Rock Solid
“It is hard for me to explain why I have always been interested in minerals—something innate, I suppose,” says Grew, who started collecting rocks as a preschooler in Andover, Massachusetts. His boyhood hobby led to a major in geology and then a Ph.D. from Harvard. “Ed has always been a very modest person, but at the same time very brilliant,” says fellow geology major Woody Thompson ’68, who has collected minerals with Grew since college. “That shows up in his track record of many publications through the years and doing field work all over the world.”
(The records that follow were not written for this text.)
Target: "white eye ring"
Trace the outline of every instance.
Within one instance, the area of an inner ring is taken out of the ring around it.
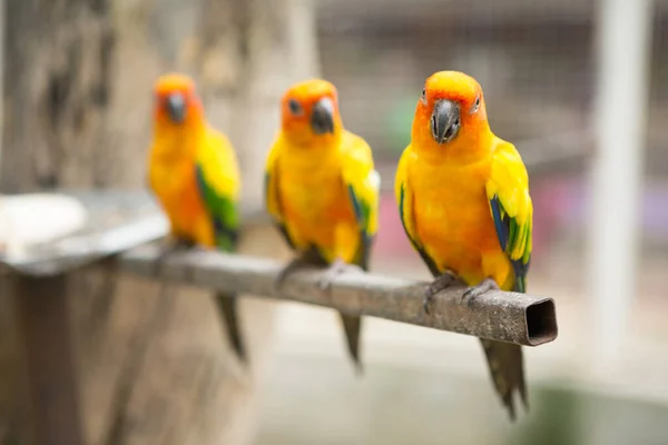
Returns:
[[[302,106],[295,99],[289,99],[289,101],[287,102],[287,108],[289,108],[289,112],[292,112],[293,116],[304,115],[304,110],[302,109]]]
[[[480,96],[478,96],[475,98],[475,103],[473,103],[473,107],[471,107],[471,115],[477,112],[479,109],[480,109]]]

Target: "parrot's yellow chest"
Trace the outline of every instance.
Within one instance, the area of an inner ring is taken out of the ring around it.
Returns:
[[[487,198],[489,171],[487,160],[458,168],[419,164],[410,171],[418,238],[440,269],[470,284],[487,276],[504,283],[511,268]]]
[[[165,159],[153,155],[149,181],[167,214],[174,235],[204,245],[210,244],[199,239],[203,231],[199,226],[208,217],[197,187],[194,160]]]
[[[356,227],[336,157],[303,162],[283,156],[277,167],[278,199],[298,247],[331,249],[337,227]]]

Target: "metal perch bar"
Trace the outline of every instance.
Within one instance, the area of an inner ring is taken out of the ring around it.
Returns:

Grew, a research professor of earth and climate sciences at the University of Maine since 1984, has discovered or assisted in the recognition process of 25 newly identified minerals. Two are named for him: edgrewite and hydroxyl-edgrewite. Five were discovered in southern Tibet during the past few years. In 2020 Grew worked with scientists from China, Italy, and Germany to obtain recognition for two nanominerals. In 2022 three more—wodegongjieite, wenjiite, and kangjinlaite—were approved. The researchers used electron diffraction to detect the microscopic inclusions—tiny crystals trapped inside a mineral as it forms—and conducted X-rays and chemical analysis. Grew organized the data (he calls himself a “laboratory manager”) and wrote much of the successful proposal to the International Mineralogical Association’s Commission on New Minerals, Nomenclature and Classification.
“It’s quite a procedure to get a potentially new mineral approved,” says Grew. “You have to determine what it’s made of and what its crystal structure is and provide evidence that it has never before been found naturally.”